In Koreatown, a proposed 120-unit affordable housing complex on West 8th Street near Vermont Avenue cleared environmental review in under six weeks — a process that previously took more than a year. Local renters say they first heard about it from a construction notice stapled to a telephone pole. The Koreatown Tenants Union, which has been organizing in the neighborhood since 2018, held three emergency meetings in June alone to help longtime residents understand what's coming and whether they qualify for any of the planned units.
The situation in El Sereno is equally tense. Residents near Huntington Drive have watched three vacant city-owned lots get fast-tracked to developers under the City's Prohousing Incentive Program, a state-funded mechanism that rewards municipalities for streamlining approvals. Neighbors say the city's outreach amounted to two flyers and a webpage that required a login to access full project details. The East Los Angeles Community Corporation, a nonprofit housing developer that operates in the area, has tried to fill the communication gap — hosting its own town halls — but residents say the nonprofit shouldn't be doing the city's job.
Similar complaints echo in Leimert Park, where longtime Black homeowners on Crenshaw Boulevard are watching their neighborhood absorb density bonuses attached to the Metro K Line corridor without ever receiving a direct mailing about what that means for property values or school enrollment. The city's Transit-Oriented Communities program allows developers to build significantly taller and denser than local zoning permits, as long as a portion of units are affordable. The program is real and it works — on paper.
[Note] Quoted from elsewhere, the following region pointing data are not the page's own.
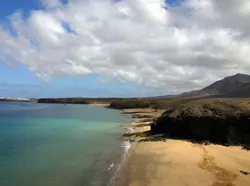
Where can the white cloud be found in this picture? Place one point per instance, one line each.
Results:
(143, 41)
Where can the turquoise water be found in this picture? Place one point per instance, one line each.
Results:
(59, 145)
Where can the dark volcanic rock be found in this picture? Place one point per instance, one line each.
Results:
(64, 100)
(217, 122)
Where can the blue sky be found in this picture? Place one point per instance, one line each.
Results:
(19, 81)
(120, 48)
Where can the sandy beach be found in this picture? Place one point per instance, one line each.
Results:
(181, 163)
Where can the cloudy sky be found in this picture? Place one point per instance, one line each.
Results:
(120, 47)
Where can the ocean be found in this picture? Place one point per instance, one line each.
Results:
(60, 145)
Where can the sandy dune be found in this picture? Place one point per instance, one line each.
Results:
(179, 163)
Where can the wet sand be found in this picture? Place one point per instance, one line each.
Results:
(180, 163)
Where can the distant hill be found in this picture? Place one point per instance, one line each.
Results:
(241, 92)
(232, 86)
(226, 85)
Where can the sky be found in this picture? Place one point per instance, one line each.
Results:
(120, 48)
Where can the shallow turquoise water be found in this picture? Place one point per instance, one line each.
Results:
(58, 145)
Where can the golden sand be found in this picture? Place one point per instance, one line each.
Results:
(180, 163)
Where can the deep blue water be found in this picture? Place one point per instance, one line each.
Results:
(58, 145)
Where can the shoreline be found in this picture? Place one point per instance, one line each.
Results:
(161, 163)
(181, 163)
(158, 163)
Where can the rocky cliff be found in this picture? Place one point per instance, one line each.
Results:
(218, 121)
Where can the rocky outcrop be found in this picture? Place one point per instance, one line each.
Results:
(216, 121)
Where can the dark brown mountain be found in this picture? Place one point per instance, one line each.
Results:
(241, 92)
(226, 85)
(237, 85)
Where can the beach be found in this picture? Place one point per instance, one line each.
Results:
(180, 163)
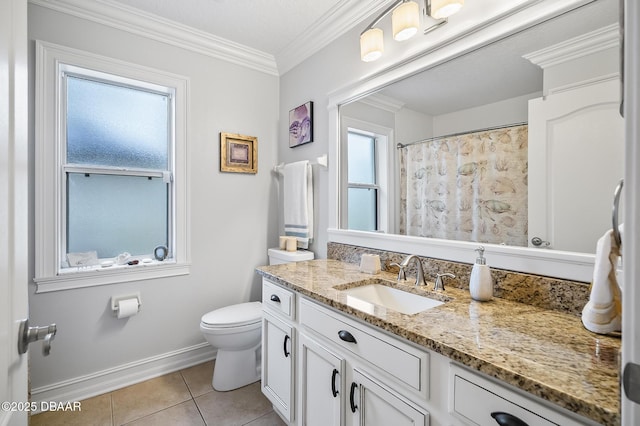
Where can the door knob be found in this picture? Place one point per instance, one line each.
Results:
(28, 335)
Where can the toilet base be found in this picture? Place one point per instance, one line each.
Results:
(235, 369)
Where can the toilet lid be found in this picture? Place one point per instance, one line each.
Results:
(234, 315)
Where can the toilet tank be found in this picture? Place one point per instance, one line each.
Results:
(277, 256)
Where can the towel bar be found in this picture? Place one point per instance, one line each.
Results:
(614, 218)
(321, 161)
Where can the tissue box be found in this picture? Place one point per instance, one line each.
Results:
(370, 263)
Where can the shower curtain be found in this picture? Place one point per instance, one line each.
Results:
(470, 187)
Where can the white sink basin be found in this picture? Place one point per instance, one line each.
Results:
(367, 297)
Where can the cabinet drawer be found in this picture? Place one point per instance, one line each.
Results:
(473, 398)
(406, 364)
(278, 299)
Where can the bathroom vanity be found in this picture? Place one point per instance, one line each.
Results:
(331, 358)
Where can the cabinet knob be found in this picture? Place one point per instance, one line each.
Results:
(352, 401)
(334, 390)
(284, 346)
(346, 336)
(506, 419)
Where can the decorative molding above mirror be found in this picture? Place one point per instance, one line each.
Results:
(489, 78)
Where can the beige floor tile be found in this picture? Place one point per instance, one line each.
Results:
(198, 378)
(93, 412)
(142, 399)
(237, 407)
(185, 414)
(271, 419)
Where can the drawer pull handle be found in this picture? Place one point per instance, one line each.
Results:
(334, 391)
(346, 336)
(506, 419)
(284, 346)
(352, 402)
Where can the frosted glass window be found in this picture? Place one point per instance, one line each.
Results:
(363, 209)
(361, 156)
(118, 149)
(115, 214)
(362, 189)
(116, 125)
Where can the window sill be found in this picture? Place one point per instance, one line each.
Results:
(72, 279)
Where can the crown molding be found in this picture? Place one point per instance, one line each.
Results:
(333, 24)
(587, 44)
(383, 102)
(147, 25)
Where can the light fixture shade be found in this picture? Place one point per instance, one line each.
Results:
(444, 8)
(405, 20)
(371, 44)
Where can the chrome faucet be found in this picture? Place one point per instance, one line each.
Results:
(439, 285)
(420, 280)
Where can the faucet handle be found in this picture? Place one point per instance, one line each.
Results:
(439, 285)
(402, 275)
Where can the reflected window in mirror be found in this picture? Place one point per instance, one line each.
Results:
(366, 191)
(362, 187)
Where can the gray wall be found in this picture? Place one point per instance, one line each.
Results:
(232, 216)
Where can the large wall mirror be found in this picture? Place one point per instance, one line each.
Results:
(517, 143)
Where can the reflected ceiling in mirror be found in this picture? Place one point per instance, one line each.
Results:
(491, 87)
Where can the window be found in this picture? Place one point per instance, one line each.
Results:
(367, 184)
(118, 140)
(110, 153)
(362, 188)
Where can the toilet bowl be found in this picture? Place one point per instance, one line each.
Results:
(236, 332)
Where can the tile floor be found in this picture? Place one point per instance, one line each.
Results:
(181, 398)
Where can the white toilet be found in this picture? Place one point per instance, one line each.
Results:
(236, 331)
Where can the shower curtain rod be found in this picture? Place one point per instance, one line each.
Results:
(435, 138)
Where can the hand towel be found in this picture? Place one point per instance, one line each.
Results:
(298, 202)
(603, 313)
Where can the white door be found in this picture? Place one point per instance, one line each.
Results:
(575, 136)
(13, 208)
(631, 238)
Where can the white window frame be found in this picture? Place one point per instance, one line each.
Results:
(50, 220)
(385, 171)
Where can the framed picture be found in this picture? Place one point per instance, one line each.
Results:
(301, 125)
(238, 153)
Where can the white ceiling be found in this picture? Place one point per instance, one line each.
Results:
(269, 26)
(498, 71)
(279, 28)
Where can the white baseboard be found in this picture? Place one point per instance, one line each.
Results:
(87, 386)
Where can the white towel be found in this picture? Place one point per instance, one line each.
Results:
(298, 202)
(603, 313)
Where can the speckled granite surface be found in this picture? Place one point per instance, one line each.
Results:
(543, 292)
(544, 352)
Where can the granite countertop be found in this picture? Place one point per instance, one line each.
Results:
(546, 353)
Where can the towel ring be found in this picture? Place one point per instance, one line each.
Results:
(614, 218)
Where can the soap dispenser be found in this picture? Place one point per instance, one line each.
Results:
(481, 282)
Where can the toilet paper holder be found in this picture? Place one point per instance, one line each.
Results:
(115, 300)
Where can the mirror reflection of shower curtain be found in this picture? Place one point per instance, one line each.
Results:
(470, 187)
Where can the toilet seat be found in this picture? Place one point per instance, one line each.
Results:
(242, 314)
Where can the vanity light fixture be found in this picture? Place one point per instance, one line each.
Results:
(405, 21)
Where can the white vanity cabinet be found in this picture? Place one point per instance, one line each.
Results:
(322, 383)
(476, 400)
(278, 348)
(352, 374)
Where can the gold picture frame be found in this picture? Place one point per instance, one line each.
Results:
(238, 153)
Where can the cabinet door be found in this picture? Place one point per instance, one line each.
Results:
(321, 384)
(278, 364)
(370, 404)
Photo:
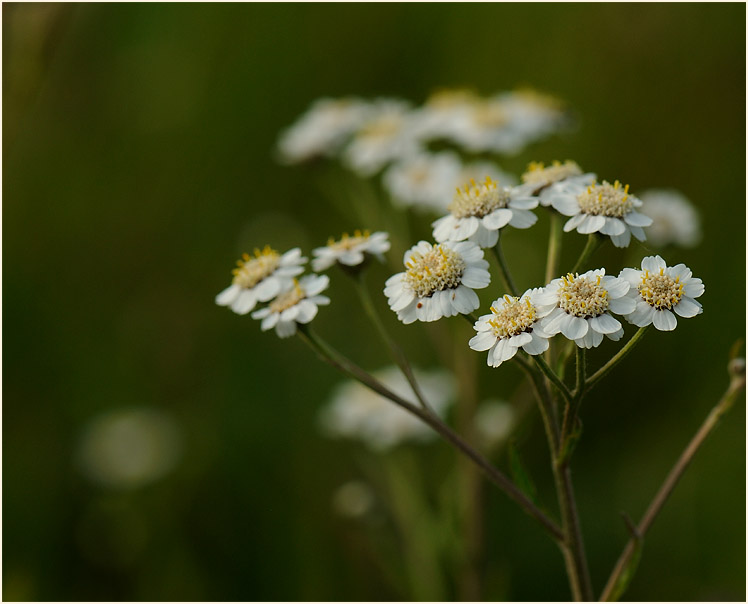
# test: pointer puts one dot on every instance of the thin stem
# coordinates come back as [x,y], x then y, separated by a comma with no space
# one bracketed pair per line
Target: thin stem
[397,354]
[330,356]
[593,242]
[620,355]
[554,247]
[504,269]
[551,375]
[615,586]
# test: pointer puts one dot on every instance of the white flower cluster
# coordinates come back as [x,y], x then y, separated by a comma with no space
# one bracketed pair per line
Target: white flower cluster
[369,136]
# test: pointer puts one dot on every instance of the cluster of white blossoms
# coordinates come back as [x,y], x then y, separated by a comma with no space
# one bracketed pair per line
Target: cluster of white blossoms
[394,138]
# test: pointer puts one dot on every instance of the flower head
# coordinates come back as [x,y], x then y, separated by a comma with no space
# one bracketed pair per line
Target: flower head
[350,251]
[659,290]
[295,305]
[514,323]
[604,207]
[355,411]
[260,277]
[579,307]
[438,282]
[477,213]
[325,126]
[674,219]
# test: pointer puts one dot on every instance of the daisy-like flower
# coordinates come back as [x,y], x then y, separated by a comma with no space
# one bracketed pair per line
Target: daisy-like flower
[605,208]
[674,219]
[296,305]
[514,323]
[538,179]
[579,307]
[384,136]
[357,412]
[438,282]
[260,278]
[659,290]
[477,213]
[350,251]
[322,130]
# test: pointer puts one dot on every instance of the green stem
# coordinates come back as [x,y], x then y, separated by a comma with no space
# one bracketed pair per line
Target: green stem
[334,359]
[594,241]
[623,571]
[605,369]
[504,269]
[397,354]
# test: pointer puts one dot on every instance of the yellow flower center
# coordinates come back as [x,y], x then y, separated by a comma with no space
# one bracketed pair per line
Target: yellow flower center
[515,317]
[538,174]
[582,297]
[606,200]
[250,271]
[347,243]
[478,199]
[439,268]
[288,299]
[659,290]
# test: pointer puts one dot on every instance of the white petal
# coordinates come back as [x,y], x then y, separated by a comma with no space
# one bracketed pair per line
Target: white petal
[687,307]
[605,324]
[664,320]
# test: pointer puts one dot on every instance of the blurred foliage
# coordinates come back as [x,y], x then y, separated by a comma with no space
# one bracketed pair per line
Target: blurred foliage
[138,164]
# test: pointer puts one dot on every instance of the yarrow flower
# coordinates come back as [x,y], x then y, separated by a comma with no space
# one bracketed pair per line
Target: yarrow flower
[438,282]
[514,323]
[260,278]
[607,208]
[579,307]
[540,179]
[355,411]
[477,213]
[659,290]
[674,219]
[350,251]
[296,305]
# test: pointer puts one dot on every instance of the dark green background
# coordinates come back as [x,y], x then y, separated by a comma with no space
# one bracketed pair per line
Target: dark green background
[138,163]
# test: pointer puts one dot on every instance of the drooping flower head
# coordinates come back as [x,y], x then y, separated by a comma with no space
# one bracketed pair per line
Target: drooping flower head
[514,323]
[260,277]
[674,218]
[357,412]
[478,211]
[659,290]
[438,282]
[579,307]
[299,304]
[601,207]
[350,251]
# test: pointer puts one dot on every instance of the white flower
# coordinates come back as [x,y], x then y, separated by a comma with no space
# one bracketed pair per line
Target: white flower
[422,179]
[350,251]
[385,135]
[659,290]
[322,130]
[543,180]
[477,213]
[260,278]
[607,208]
[355,411]
[579,307]
[514,323]
[438,282]
[297,305]
[674,219]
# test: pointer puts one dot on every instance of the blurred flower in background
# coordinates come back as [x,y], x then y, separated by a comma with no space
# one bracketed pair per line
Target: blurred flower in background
[129,448]
[356,412]
[675,220]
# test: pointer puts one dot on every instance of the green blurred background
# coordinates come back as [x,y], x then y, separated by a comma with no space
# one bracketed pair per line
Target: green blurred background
[138,163]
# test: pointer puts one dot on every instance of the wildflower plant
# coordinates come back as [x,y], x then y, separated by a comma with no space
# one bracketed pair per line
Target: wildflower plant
[541,331]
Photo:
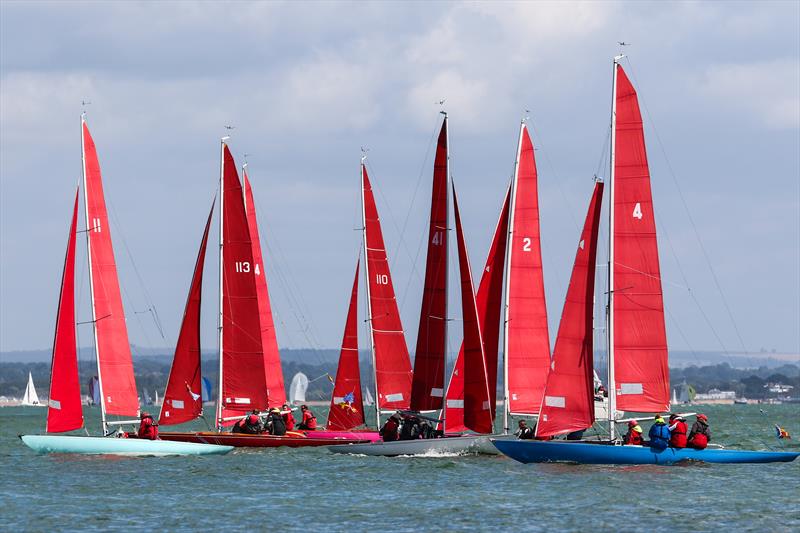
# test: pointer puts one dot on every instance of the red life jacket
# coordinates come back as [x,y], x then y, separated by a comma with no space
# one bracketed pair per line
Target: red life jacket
[288,419]
[699,441]
[677,438]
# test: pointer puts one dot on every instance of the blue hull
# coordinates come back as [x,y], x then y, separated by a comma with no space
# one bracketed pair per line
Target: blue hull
[605,454]
[114,446]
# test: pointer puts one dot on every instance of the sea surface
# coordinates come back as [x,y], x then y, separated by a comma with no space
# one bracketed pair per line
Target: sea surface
[313,490]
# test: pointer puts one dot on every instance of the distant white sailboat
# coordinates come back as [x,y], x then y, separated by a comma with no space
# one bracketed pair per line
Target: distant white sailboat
[30,398]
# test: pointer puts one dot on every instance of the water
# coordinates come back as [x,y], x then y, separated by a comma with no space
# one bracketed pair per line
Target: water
[311,489]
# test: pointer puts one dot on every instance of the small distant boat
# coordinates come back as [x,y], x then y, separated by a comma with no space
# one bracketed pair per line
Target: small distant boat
[637,360]
[116,385]
[30,398]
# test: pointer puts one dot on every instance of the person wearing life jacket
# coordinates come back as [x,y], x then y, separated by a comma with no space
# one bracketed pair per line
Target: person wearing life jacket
[677,431]
[390,430]
[634,434]
[524,432]
[700,434]
[288,417]
[309,421]
[275,423]
[148,428]
[659,434]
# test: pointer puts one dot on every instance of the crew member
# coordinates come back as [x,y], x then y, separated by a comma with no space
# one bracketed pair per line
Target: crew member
[389,432]
[275,422]
[309,421]
[524,432]
[288,417]
[659,434]
[634,434]
[700,433]
[148,428]
[677,431]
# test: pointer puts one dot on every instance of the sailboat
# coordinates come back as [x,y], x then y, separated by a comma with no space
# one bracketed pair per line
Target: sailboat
[428,383]
[638,374]
[116,382]
[249,363]
[30,398]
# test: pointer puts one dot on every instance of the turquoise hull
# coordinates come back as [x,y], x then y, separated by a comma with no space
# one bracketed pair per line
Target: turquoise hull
[584,453]
[115,446]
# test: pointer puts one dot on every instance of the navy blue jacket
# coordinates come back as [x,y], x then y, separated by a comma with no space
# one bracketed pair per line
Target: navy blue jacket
[659,436]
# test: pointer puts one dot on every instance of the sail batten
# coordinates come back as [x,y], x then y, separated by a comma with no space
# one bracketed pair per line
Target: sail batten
[115,366]
[429,357]
[64,411]
[391,361]
[568,403]
[641,372]
[347,407]
[269,340]
[183,397]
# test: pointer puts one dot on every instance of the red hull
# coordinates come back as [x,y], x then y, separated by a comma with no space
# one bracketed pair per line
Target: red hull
[239,440]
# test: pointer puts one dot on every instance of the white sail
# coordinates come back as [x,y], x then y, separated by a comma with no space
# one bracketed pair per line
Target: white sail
[298,388]
[30,397]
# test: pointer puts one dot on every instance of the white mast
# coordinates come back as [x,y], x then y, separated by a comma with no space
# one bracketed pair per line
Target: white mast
[89,228]
[366,284]
[507,274]
[612,387]
[221,265]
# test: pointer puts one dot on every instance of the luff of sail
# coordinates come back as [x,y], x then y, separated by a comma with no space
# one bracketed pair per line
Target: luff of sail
[392,364]
[641,368]
[527,343]
[269,341]
[117,384]
[183,396]
[347,407]
[489,301]
[477,409]
[568,403]
[64,412]
[243,377]
[427,388]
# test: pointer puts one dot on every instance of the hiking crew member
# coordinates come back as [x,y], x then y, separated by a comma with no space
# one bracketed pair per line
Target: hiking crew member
[275,423]
[148,429]
[677,430]
[700,433]
[659,434]
[634,434]
[288,417]
[524,432]
[249,425]
[389,431]
[309,421]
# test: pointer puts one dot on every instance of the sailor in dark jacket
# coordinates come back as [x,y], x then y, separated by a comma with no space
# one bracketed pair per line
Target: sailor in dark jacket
[659,434]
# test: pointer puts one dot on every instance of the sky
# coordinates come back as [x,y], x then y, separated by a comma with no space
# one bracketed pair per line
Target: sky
[307,85]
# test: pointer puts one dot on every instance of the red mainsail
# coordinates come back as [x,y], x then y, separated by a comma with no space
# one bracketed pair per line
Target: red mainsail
[569,393]
[183,396]
[347,408]
[489,301]
[117,384]
[64,412]
[477,409]
[269,342]
[427,388]
[244,384]
[641,369]
[392,364]
[527,337]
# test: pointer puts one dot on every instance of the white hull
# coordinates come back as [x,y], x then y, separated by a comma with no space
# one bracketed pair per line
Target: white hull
[464,445]
[116,446]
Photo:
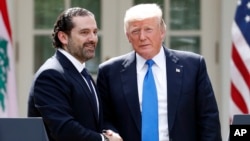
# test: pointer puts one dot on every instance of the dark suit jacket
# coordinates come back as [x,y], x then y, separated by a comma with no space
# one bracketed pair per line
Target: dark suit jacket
[192,110]
[61,97]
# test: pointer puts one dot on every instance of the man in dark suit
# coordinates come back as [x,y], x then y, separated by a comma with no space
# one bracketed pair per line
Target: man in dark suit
[63,93]
[187,108]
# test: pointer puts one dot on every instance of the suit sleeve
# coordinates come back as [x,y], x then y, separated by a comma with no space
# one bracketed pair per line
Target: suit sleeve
[208,114]
[52,94]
On the ground, residents say it works for developers.
The data give some credence to the urgency Bass has cited. Median rent for a one-bedroom apartment in Los Angeles hit $2,340 in May 2026, according to figures from the California Housing Partnership. The city has issued permits for roughly 14,200 new units under ED1 since the directive took effect, but advocates note that fewer than 3,000 of those have broken ground. Meanwhile, displacement filings — formal eviction notices filed with the Los Angeles Housing Department — rose 18 percent in the first quarter of 2026 compared to the same period last year.
Community members at the Ramona Gardens meeting said they aren't opposed to affordable housing. They are opposed to being told it's happening to them rather than with them. Several residents described calling the city's 311 line to ask about specific projects and being redirected to websites that hadn't been updated since 2024.
The City Council is scheduled to take up a revised community notification ordinance in its Planning and Land Use Management Committee on July 15. The proposal, championed by Councilmember Eunisses Hernandez of District 1, would require the city to hold at least one in-person meeting — with translation services — before any ED1 project exceeds 50 units. Advocacy groups including Strategic Actions for a Just Economy plan to pack that hearing. Residents from Boyle Heights say they'll carpool. Whether the ordinance survives committee or gets watered down by development interests is the question hanging over every block meeting happening across the city right now.